In [1]:
import random
import numpy as np
import pandas as pd

from sklearn.model_selection import train_test_split
from sklearn.feature_extraction.text import TfidfVectorizer
from sklearn.linear_model import LogisticRegression
from sklearn.metrics import accuracy_score, classification_report
from sklearn.ensemble import RandomForestClassifier
from sklearn.neighbors import KNeighborsClassifier
from xgboost import XGBClassifier

In [2]:
df = pd.read_csv("imdb_dataset.csv") 
print (len(df))

50000


In [3]:
df.head()

Unnamed: 0,review,sentiment
0,One of the other reviewers has mentioned that ...,positive
1,A wonderful little production. <br /><br />The...,positive
2,I thought this was a wonderful way to spend ti...,positive
3,Basically there's a family where a little boy ...,negative
4,"Petter Mattei's ""Love in the Time of Money"" is...",positive


In [4]:
print (df.isnull().sum())

review       0
sentiment    0
dtype: int64


In [5]:
reviews = list(df["review"])
sentiments = list(df["sentiment"])
print (set(sentiments))

{'positive', 'negative'}


In [7]:
balanced_reviews = reviews
balanced_sentiments = []
for x in sentiments:
    if x == 'positive':
        balanced_sentiments.append(1)
    else:
        balanced_sentiments.append(0)
print (len(balanced_reviews))
print (len(balanced_sentiments))
print (sum(balanced_sentiments))

50000
50000
25000


In [8]:
# positive_reviews = [r for r, s in zip(reviews, sentiments) if s == "positive"]
# negative_reviews = [r for r, s in zip(reviews, sentiments) if s == "negative"]

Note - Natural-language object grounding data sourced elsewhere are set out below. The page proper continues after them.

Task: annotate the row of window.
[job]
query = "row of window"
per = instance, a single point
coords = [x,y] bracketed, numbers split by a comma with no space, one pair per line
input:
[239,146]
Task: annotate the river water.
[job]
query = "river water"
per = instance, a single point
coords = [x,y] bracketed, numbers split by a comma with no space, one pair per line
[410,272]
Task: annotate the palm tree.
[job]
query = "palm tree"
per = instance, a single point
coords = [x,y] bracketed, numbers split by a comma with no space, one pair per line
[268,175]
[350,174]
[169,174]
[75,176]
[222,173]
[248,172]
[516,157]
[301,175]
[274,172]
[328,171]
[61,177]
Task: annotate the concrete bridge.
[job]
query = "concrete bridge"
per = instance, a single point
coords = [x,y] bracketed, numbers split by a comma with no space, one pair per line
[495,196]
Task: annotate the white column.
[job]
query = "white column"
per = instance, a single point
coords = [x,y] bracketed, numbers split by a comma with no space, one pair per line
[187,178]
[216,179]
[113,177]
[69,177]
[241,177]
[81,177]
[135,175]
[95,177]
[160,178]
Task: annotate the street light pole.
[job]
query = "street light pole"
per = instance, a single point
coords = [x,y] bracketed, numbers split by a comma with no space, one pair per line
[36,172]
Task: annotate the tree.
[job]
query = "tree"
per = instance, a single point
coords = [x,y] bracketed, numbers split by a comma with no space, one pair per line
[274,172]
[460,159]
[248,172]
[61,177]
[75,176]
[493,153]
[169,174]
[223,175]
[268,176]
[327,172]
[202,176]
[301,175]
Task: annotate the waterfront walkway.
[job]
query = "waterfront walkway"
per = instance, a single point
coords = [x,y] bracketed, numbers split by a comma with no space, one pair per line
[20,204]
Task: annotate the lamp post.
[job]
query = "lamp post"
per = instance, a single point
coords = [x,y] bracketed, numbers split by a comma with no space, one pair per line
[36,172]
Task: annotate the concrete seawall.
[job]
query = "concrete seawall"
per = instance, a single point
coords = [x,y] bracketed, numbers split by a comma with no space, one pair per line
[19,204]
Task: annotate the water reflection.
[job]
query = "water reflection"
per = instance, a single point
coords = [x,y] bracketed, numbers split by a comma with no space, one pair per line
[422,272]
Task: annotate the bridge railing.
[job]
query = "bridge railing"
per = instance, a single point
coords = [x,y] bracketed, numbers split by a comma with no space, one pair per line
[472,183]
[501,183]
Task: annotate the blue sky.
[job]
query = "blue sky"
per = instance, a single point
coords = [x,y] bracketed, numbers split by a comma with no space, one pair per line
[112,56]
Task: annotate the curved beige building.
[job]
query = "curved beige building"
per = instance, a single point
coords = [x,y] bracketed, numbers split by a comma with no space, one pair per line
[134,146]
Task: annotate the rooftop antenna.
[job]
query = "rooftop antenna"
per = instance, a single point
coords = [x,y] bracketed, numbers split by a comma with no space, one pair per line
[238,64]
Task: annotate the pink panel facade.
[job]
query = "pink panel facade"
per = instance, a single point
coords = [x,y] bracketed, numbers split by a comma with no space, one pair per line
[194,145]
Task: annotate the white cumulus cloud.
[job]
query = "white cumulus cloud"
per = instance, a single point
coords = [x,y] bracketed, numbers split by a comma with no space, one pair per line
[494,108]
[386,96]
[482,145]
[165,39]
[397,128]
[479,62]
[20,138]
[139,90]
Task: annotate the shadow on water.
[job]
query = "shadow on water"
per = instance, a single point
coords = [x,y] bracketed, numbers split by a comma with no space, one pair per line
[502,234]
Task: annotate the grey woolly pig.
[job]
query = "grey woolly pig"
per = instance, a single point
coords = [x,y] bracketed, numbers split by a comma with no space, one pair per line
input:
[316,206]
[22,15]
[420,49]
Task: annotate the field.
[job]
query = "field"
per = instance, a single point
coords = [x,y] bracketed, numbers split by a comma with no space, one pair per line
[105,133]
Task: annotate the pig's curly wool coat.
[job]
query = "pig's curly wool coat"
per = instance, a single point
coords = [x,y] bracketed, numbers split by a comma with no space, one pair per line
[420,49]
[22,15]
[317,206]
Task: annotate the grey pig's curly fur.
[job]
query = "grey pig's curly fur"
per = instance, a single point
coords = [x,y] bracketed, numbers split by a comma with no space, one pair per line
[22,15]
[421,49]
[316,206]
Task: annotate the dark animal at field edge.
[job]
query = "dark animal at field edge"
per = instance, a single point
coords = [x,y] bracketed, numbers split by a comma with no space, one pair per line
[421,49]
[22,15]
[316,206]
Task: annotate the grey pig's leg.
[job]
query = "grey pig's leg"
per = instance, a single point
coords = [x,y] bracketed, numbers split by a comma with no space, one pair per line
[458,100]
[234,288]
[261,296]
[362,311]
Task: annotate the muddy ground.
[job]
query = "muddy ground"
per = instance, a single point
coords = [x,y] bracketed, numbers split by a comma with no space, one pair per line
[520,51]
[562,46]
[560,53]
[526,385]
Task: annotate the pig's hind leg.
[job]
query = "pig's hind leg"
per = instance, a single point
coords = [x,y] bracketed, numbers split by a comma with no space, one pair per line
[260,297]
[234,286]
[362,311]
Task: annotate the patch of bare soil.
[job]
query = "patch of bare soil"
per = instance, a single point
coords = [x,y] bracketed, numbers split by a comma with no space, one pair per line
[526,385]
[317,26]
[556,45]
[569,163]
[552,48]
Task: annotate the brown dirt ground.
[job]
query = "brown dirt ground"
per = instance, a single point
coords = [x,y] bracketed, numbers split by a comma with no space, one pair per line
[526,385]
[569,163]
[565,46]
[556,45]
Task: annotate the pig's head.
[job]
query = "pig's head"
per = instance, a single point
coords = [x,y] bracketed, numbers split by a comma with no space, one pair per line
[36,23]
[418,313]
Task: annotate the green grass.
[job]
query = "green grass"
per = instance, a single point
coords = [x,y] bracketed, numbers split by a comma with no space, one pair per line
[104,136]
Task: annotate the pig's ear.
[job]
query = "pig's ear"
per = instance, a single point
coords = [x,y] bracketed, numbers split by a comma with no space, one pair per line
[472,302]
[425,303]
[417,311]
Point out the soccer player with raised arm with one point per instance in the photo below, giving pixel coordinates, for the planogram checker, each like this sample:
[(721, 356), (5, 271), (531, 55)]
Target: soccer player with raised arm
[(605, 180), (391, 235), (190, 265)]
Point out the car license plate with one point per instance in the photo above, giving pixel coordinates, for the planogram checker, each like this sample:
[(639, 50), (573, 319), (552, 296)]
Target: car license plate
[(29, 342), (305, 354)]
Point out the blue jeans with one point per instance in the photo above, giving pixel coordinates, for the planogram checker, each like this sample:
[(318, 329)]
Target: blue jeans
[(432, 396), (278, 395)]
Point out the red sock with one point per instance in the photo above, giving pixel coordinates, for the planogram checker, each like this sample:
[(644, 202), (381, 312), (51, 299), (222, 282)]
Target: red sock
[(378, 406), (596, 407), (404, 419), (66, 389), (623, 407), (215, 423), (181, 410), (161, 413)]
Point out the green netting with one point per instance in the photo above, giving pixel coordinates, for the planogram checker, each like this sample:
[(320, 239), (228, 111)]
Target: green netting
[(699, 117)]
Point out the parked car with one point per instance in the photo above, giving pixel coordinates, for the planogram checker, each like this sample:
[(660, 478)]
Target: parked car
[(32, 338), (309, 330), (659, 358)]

# pos_sample_size = int(0.60 * len(positive_reviews))
# neg_sample_size = int(0.60 * len(negative_reviews))

# sampled_positive = random.sample(positive_reviews, pos_sample_size)
# sampled_negative = random.sample(negative_reviews, neg_sample_size)

# balanced_reviews = sampled_positive + sampled_negative
# balanced_sentiments = ["positive"] * pos_sample_size + ["negative"] * neg_sample_size

# combined = list(zip(balanced_reviews, balanced_sentiments))
# random.shuffle(combined)
# balanced_reviews, balanced_sentiments = zip(*combined)

# balanced_reviews = list(balanced_reviews)
# balanced_sentiments = list(balanced_sentiments)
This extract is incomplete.